Dans le récit d’une journée particulière à Paris, Edith, la narratrice ré-invente sa vie dans le désordre, en mélangeant les temps, les lieux, les êtres, l’Histoire, le fil conducteur de ces jeux de mémoire étant la neige. A Paris, elle attend le train de 8h15 qui doit déposer l’Italien dont elle ne connaît que la voix les courts instants du mercredi au Café lunaire où elle s’arrête avant de traverser le Jardin des Plantes, et où il parle sa langue avec le serveur de tout et de rien, et aussi de leur ville natale, Ferrare. « Au Café lunaire, l’homme et la ville se confondent, c’est à la rencontre des deux que je vais ».

Elle attendait l’Italien et c’est Antoine qui est venu. La neige qui tombe, la blancheur environnante favorisent les fondus enchaînés de cette journée : « des mots résonnent dans ma mémoire et aussi la voix qui les prononçait des dizaines d’années en arrière, un lac immense et blanc ». « Je revois la mince silhouette d’Antoine se roulant dans la neige … c’était dans un autre monde, un autre temps, c’était peut-être même un songe ». Cela se passait sur le plateau de l’Aubrac, l’hiver, quatre ans avant 1968, devant une 2CV qui avait rendu l’âme, abandonnant « quatre apprentis révolutionnaires » vaincus par l’hiver, quatre personnages pétris de rêves et d’illusions. Il ne reste que le souvenir de « trois jours irréels » auprès d’une aubergiste bonne fée qui les recueille : premiers amours, premiers combats.

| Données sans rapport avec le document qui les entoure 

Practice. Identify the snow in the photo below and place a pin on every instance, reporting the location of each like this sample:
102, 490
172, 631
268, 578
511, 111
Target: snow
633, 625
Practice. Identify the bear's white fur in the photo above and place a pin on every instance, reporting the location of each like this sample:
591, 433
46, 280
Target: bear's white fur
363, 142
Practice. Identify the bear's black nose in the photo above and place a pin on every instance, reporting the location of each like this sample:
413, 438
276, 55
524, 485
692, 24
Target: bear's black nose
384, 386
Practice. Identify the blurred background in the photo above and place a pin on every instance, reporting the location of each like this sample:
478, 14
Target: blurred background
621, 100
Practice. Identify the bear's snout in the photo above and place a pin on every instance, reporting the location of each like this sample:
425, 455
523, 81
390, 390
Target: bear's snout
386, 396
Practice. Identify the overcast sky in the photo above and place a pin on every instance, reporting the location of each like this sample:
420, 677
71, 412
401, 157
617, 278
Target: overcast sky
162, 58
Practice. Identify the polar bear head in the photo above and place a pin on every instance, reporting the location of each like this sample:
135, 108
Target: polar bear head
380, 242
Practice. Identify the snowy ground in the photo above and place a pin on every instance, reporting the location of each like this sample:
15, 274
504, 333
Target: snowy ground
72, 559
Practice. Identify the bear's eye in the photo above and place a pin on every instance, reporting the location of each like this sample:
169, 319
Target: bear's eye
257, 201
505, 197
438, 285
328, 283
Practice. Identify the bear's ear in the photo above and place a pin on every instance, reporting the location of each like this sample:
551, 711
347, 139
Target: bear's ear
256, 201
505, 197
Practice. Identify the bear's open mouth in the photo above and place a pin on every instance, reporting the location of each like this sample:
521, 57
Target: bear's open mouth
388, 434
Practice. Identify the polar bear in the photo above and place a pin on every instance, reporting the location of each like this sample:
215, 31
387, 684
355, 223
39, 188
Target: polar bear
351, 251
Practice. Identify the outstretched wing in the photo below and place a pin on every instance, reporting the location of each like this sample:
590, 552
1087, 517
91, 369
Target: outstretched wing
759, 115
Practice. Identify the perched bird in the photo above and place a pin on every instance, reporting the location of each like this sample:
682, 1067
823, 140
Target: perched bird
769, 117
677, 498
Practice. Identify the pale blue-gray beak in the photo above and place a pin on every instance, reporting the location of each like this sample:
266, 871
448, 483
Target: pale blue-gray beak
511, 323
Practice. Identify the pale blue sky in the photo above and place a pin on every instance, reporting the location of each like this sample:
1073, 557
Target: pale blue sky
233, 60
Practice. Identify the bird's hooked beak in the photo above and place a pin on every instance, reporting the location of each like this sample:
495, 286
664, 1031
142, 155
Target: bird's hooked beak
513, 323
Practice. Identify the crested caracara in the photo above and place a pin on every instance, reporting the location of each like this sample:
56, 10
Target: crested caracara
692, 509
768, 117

Puis Antoine a disparu et sa silhouette se superpose à celle de l’Italien du delta du Po dont les brumes hantent le paysage mental de la narratrice. Bassani le ferrarais, Antonioni le cinéaste puis Marguerite Duras et la sonatine de Moderato Cantabile entendue à Paris sont le terreau de l’écriture de Michèle Lesbre. Elle leur doit la musicalité des phrases, l’ambiance onirique du roman : il neige sur un jardin public fermé et ce jardin interdit « met en rage » la narratrice, car tous les mercredis elle traverse le Jardin des Plantes où elle a rendez-vous avec un corbeau juché sur un banc : « c’est en italien que je parle à mon corbeau freux et c’est en cette langue qu’il semble vouloir répondre ». Le temps qui passe, la perte des illusions, les rendez-vous manqués, la nostalgie ont éveillé une paradoxale joyeuse mélancolie. Michèle Lesbre a l’art subtil d’entrelacer fiction et expérience intime dans un récit lumineux.